煩悩の文法―体験を語りたがる人びとの欲望が日本語の文法システムをゆさぶる話 - 定延利之

面白い!
煩悩の文法―体験を語りたがる人びとの欲望が日本語の文法システムをゆさぶる話 (ちくま新書 730)
煩悩の文法―体験を語りたがる人びとの欲望が日本語の文法システムをゆさぶる話 (ちくま新書 730)
次の3つの文のうち、bは絶対おかしい。
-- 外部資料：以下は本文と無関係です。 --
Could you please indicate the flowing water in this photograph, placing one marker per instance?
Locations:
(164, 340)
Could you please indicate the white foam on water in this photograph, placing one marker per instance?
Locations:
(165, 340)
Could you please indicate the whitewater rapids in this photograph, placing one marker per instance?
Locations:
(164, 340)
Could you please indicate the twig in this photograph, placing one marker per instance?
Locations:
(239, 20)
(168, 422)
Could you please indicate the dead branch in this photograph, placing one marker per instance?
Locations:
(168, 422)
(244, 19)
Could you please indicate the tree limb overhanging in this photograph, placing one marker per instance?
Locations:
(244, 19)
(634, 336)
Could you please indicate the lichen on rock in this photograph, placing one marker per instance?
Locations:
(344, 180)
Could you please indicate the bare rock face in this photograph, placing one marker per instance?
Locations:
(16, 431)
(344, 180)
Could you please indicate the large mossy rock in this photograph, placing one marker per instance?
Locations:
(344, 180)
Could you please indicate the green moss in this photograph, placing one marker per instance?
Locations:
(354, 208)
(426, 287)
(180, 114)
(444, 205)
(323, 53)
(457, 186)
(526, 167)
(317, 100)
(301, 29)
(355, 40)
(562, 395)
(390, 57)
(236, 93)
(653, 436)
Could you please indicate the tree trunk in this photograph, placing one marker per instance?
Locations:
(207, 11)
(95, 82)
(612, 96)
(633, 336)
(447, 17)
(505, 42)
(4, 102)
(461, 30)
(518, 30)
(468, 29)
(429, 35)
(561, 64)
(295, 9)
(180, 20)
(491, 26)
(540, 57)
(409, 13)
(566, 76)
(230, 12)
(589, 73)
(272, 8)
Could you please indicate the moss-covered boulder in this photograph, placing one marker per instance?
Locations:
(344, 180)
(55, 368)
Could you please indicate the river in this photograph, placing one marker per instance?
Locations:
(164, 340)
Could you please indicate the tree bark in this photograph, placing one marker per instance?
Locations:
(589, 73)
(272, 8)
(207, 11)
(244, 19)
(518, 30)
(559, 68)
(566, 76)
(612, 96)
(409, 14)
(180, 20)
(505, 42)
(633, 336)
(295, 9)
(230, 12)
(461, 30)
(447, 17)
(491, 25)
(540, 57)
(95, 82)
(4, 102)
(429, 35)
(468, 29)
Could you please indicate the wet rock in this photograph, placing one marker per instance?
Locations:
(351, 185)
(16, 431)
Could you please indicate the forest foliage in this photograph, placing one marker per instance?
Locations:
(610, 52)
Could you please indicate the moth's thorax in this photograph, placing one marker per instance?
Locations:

「で」は「デキゴトの存在場所」に使うもので、「モノの存在場所」の存在場所」には使えないから。
a. 庭に木がある
b. 庭で木がある
c. 庭でパーティがある

ではなぜ次の例は自然なのか?
―PS3が結構売れ残っているっているっていう噂をきいたことがあるんですが、本当でしょうか?都内では見たことないんですが。
―きのうゲオでありましたよ!!(本書 pp.30-31, 「YAHOO知恵袋」での質問と回答より)

こんな不思議を「体験の文法」という考え方を持ち出して次々を説明していく。美しい。「ワクワク型の体験」と「ヒリヒリ型の体験」という言葉遣いも素敵。例文も素敵。